Temporal Detection of Anomalies via Actor-Critic Based Controlled Sensing
This addresses anomaly detection in monitoring systems, but it is incremental as it applies existing actor-critic methods to a controlled sensing problem.
The paper tackles the problem of detecting when the number of anomalies in binary stochastic processes exceeds a threshold by using a Bayesian and reinforcement learning approach for sequential decision-making, demonstrating superior performance over traditional model-based algorithms in numerical experiments.

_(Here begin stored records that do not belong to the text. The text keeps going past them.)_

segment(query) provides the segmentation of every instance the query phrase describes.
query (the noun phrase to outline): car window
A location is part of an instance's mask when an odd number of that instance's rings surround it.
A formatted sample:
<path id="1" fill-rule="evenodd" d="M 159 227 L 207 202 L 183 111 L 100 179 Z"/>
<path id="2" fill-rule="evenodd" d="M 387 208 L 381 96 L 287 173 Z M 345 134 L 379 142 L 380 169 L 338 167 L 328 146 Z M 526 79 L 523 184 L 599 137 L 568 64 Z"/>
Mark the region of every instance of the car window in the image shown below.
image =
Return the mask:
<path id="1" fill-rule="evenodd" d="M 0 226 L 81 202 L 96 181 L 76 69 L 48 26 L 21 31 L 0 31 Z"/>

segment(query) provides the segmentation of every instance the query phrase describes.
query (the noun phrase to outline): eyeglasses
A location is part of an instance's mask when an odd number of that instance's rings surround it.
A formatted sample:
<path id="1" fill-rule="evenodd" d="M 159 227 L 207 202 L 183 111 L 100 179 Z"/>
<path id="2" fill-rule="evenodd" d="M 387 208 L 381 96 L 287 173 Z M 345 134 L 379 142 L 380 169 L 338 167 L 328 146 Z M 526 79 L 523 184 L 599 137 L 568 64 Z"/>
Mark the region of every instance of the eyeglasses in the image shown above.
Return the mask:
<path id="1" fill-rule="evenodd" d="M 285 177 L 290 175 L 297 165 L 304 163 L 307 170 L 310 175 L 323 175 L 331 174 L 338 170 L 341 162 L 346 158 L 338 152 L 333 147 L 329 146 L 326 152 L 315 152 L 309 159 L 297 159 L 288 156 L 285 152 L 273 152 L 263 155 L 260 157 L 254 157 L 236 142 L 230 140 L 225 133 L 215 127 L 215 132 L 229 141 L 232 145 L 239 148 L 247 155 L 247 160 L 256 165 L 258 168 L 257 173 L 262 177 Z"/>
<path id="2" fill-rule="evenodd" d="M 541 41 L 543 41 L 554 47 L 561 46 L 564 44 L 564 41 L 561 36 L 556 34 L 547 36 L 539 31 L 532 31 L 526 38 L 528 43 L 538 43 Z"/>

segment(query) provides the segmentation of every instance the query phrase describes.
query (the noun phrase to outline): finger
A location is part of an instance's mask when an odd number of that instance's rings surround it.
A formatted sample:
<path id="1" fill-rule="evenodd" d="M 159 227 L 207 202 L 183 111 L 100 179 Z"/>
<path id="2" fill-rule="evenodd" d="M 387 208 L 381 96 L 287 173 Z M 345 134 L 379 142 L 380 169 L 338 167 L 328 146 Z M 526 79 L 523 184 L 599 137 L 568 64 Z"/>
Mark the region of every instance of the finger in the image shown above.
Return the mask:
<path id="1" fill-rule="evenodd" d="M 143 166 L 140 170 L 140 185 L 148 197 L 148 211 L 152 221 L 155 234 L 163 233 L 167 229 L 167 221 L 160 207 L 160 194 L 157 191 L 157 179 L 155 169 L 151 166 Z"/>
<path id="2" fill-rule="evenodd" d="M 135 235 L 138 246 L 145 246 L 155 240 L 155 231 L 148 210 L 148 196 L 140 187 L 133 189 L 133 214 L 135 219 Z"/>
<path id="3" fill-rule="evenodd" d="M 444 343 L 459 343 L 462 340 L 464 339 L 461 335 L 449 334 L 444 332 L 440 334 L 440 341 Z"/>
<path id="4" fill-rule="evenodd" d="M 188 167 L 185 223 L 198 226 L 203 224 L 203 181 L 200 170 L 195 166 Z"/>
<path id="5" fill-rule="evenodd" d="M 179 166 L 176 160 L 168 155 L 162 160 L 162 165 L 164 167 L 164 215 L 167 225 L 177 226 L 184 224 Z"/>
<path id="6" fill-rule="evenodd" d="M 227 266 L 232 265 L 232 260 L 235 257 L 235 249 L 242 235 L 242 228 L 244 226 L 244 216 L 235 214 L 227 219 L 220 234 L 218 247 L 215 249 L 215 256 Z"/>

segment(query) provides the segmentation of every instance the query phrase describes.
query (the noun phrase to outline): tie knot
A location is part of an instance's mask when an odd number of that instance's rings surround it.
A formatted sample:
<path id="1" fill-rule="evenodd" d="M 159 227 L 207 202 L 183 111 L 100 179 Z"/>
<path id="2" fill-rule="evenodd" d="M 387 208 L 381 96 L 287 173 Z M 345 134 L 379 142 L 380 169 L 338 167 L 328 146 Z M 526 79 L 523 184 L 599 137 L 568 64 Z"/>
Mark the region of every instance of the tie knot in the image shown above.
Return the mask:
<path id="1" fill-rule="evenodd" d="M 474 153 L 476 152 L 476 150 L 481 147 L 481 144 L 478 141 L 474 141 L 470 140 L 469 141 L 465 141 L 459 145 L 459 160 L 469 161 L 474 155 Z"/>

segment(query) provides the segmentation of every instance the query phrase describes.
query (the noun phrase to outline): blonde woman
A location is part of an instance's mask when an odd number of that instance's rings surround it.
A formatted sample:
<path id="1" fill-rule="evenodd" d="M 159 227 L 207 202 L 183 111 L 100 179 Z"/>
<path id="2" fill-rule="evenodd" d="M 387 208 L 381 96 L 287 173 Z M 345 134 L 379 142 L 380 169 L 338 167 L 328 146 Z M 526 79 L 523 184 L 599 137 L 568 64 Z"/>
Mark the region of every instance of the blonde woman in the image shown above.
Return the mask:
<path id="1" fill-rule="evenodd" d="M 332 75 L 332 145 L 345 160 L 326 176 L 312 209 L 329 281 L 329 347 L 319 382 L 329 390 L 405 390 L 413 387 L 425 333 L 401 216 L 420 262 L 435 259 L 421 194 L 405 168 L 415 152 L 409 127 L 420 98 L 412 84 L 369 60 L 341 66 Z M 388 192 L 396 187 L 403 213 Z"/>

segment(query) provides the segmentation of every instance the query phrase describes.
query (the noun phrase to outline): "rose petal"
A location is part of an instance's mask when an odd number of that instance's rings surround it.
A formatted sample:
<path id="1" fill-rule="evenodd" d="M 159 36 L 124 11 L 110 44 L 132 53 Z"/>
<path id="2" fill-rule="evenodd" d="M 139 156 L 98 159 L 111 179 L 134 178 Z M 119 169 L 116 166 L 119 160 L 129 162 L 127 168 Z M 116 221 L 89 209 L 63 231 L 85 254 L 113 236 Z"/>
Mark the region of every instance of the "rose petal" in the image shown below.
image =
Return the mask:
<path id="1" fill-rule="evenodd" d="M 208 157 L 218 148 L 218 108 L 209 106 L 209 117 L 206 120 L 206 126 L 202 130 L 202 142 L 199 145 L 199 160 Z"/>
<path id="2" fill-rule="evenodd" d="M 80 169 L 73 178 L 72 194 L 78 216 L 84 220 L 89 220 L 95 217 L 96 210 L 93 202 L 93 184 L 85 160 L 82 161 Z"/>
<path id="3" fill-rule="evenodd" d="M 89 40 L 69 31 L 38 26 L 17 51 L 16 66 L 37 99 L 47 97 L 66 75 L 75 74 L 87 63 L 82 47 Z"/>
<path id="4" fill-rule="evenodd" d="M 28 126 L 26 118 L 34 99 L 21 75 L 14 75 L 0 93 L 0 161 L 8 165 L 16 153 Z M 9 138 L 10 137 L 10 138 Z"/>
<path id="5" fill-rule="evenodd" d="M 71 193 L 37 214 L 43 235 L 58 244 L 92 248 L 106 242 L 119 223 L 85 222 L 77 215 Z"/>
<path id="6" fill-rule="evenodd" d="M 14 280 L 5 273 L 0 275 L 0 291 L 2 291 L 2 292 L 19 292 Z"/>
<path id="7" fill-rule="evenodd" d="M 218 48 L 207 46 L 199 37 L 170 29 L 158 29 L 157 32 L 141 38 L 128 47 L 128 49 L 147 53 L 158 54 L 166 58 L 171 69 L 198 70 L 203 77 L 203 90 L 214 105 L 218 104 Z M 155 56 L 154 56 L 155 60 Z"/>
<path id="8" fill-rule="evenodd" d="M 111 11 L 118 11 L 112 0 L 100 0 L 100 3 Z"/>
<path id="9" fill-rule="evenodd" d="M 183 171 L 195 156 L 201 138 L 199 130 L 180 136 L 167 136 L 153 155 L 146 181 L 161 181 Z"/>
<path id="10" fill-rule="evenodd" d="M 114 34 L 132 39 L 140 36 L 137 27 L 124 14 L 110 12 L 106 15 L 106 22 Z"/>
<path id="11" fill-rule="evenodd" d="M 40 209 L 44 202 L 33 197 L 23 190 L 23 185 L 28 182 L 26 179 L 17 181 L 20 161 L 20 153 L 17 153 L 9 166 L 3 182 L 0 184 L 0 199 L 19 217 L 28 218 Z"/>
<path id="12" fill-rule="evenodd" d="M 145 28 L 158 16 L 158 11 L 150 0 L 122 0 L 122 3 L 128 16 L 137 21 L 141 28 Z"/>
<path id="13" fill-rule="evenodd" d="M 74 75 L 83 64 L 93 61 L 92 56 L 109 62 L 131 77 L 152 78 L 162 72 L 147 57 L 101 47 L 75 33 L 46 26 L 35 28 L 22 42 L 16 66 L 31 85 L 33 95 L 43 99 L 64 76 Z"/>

We address the problem of monitoring a set of binary stochastic processes and generating an alert when the number of anomalies among them exceeds a threshold. For this, the decision-maker selects and probes a subset of the processes to obtain noisy estimates of their states (normal or anomalous). Based on the received observations, the decisionmaker first determines whether to declare that the number of anomalies has exceeded the threshold or to continue taking observations. When the decision is to continue, it then decides whether to collect observations at the next time instant or defer it to a later time. If it chooses to collect observations, it further determines the subset of processes to be probed. To devise this three-step sequential decision-making process, we use a Bayesian formulation wherein we learn the posterior probability on the states of the processes. Using the posterior probability, we construct a Markov decision process and solve it using deep actor-critic reinforcement learning. Via numerical experiments, we demonstrate the superior performance of our algorithm compared to the traditional model-based algorithms.